Hoje, depois que tiramos as fotos da formatura, o Carlinhos me chamou na cantina da escola e disse que tinha algo muito importante para me falar. Percebi que ele estava agitado e perguntei se o que o estava preocupava era o nosso trabalho para a feira de ciências.
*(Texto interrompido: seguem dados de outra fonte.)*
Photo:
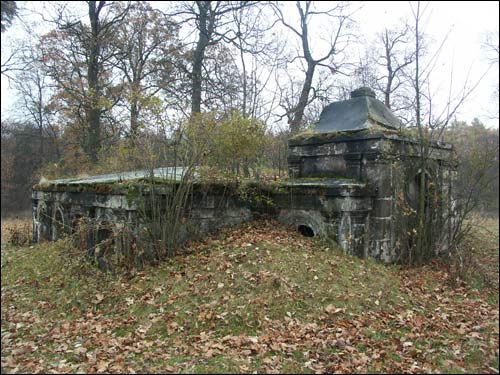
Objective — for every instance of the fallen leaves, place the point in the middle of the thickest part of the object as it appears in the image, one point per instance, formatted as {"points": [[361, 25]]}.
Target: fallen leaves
{"points": [[236, 302]]}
Ele afirmou que não, que tudo já estava bem adiantado e...
Bem, talvez seja melhor que eu registre a nossa conversa inteirinha, do início ao fim. Mais tarde posso reler tudo e corrigir o que não estiver de acordo com o acontecido:
(Continuação da conversa:)
- Não era sobre isso que eu queria te falar, Luísa...
- E o que é então?
- Tem algum tempo que eu venho querendo te dizer umas coisas, mas até hoje ainda não deu...
(Fiquei curiosa e um pouco ofendida. Afinal eu não sou nenhum bicho-papão)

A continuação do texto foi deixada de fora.